There should also be a Submit button, so that the user
can submit it and receive some feedback.
Part II:
In this part, you write a Perl script that processes the
text coming in from your input page. Use the CGI Perl module
to make it easy to get the user's text. Get the name
of the user and filter out any non-alphabetic characters
from it using a regular expression (this is partly for
security reasons, and partly to help you keep your file
directory empty of oddly named files.)
Your program should do three things with the user's
Perl of knowledge. It should save it in a file having
the user's name as the first part of the filename,
and having the extention .txt. It should then analyze
the text by comparing its word usage with that of
the previous 5 users' text. (So you will need to
keep another file around that keeps track of the
who the last five users have been.)
Finally, it should report on the results by printing
out HTML for a web page that gives the following:
The user's name, The user's input text,
the names of the five most recent previous users,
and for each of these: an analysis of words shared
with the new input text, words not shared, and a scalar
measure of similarity between the two texts.
It should conclude by displaying the 5 previous texts,
in order of decreasing similarity to the new text, on
the web page.
Part III:
In this part, get at least 3 friends to enter their
Pearls of Wisdom into your site, so that there is some
good data there before your program is graded.
Extra Credit:
Add a feature to your Perl script that tells the user's
fortune, based on the comparison of the user's text with
that in 3 to 5 built-in documents. You may do this by
determining with built-in document is closest to the user's,
and then printing out a canned fortune that corresponds to
the closest document.
Evaluation:
Evaluation: Part I: 10 points. Part II: 30 points. Part III: 10 points.
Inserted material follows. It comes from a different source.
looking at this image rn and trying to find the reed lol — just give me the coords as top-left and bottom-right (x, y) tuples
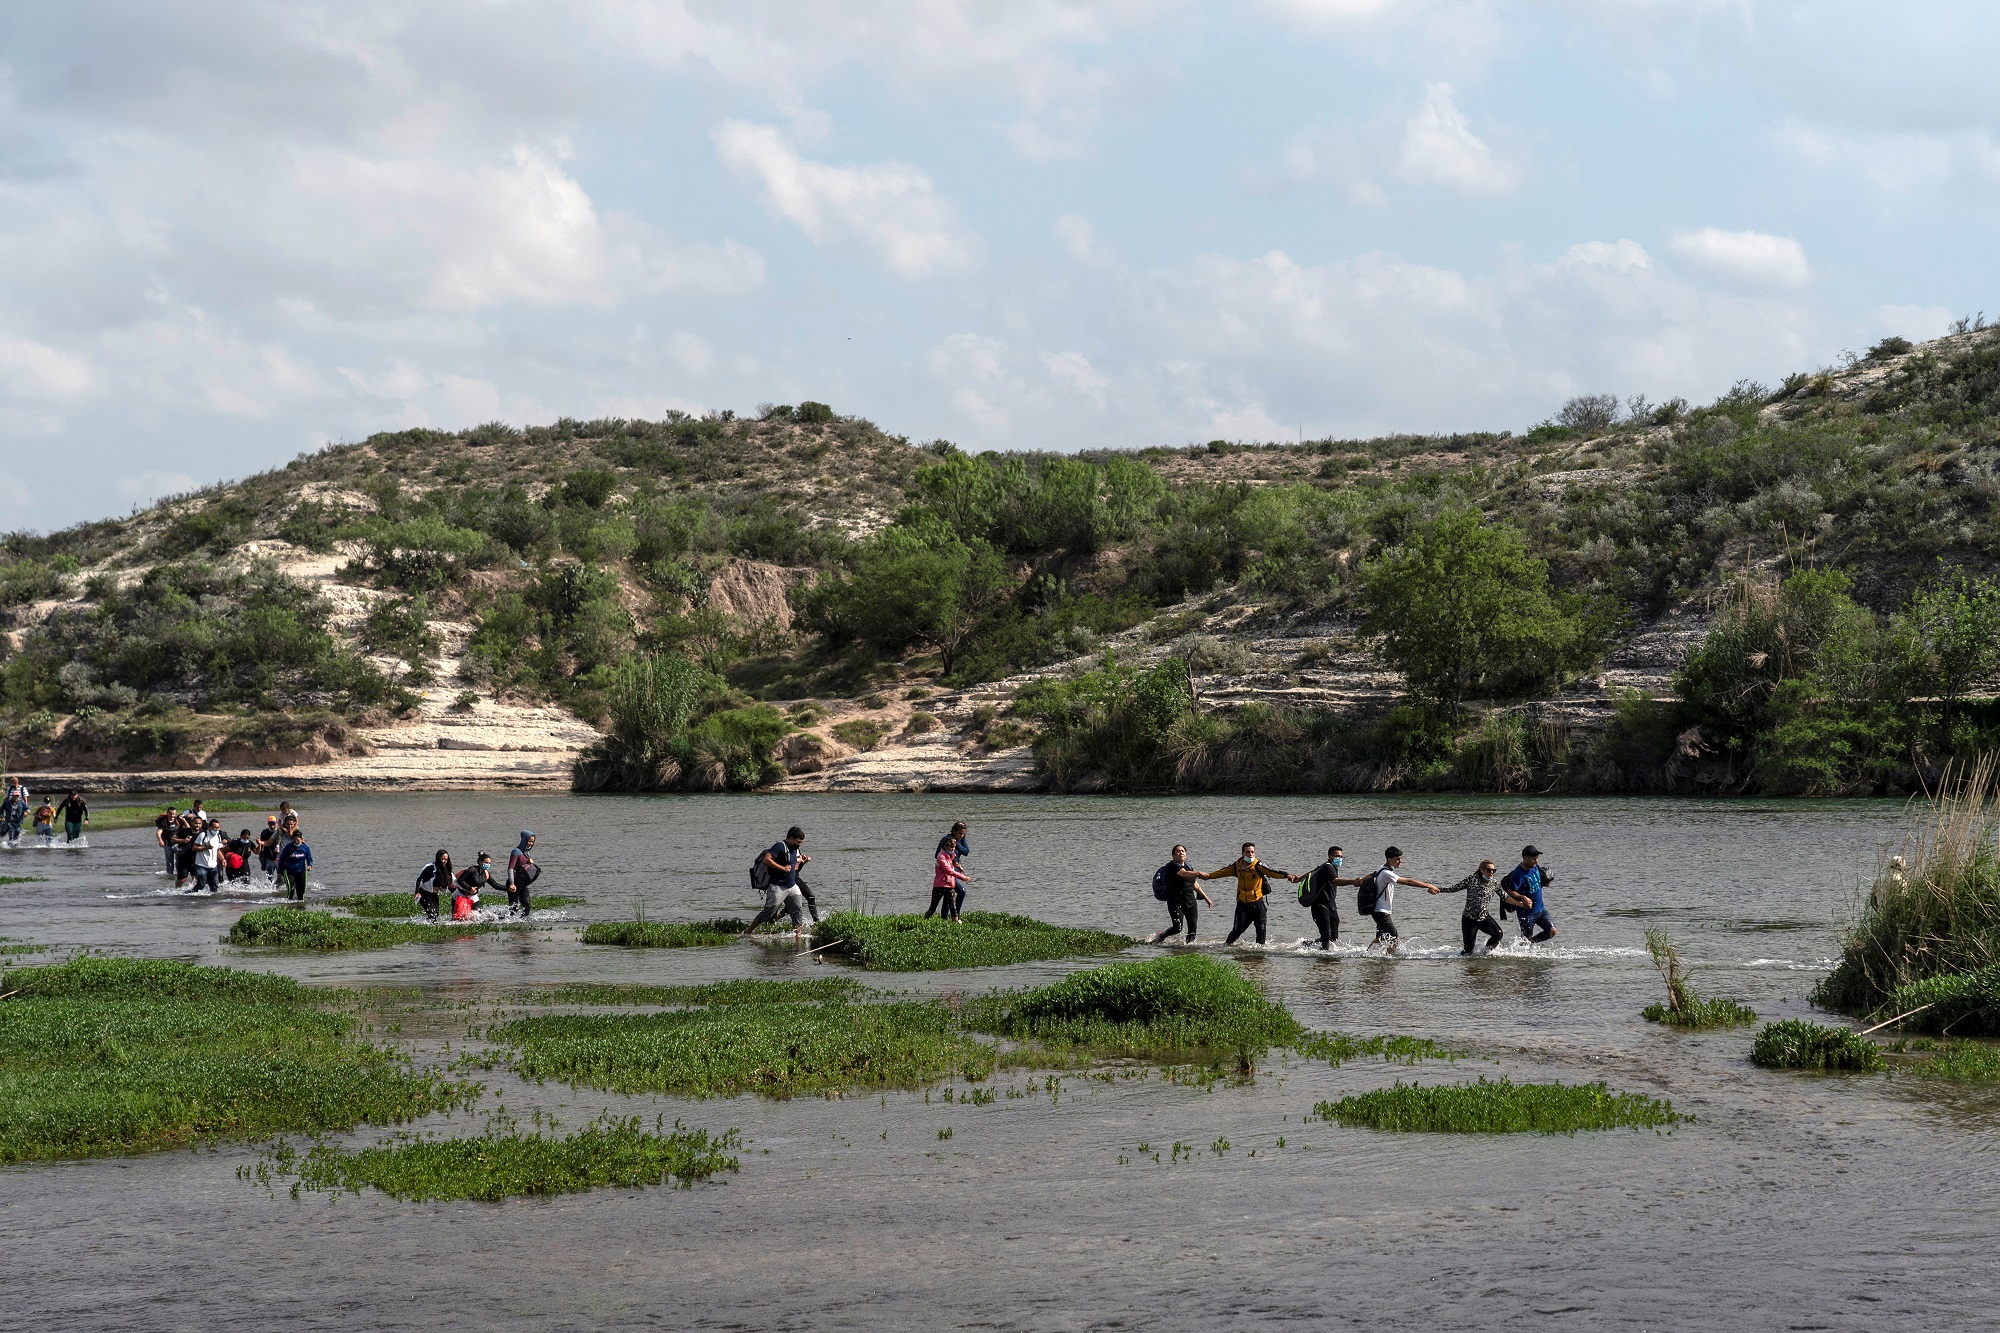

Extra portion: 5 additional points.
Helpful Hints:
When comparing two text documents T1 and T2, create for each document a hash in which each word is a key and the associated value is the number of times that word occurs in the document. Let n1 and n2 be the total number of word occurrences in T1 and T2 respectively. Let Wc be the set of words occuring in both T1 and T2, and for each w in Wc let min(w) be the minimum of the numbers of occurrences of w in T1 and T2. Let m = total of min(w) for all w in Wc. Then we can define a measure Sim(T1,T2) of similarity between T1 and T2 to be the value of
2 * m / (n1 + n2). Note that if T1 and T2 have no words in common, then
Sim(T1,T2) will equal 0. Also, if T1 = T2, then Sim(T1,T2) will equal 1.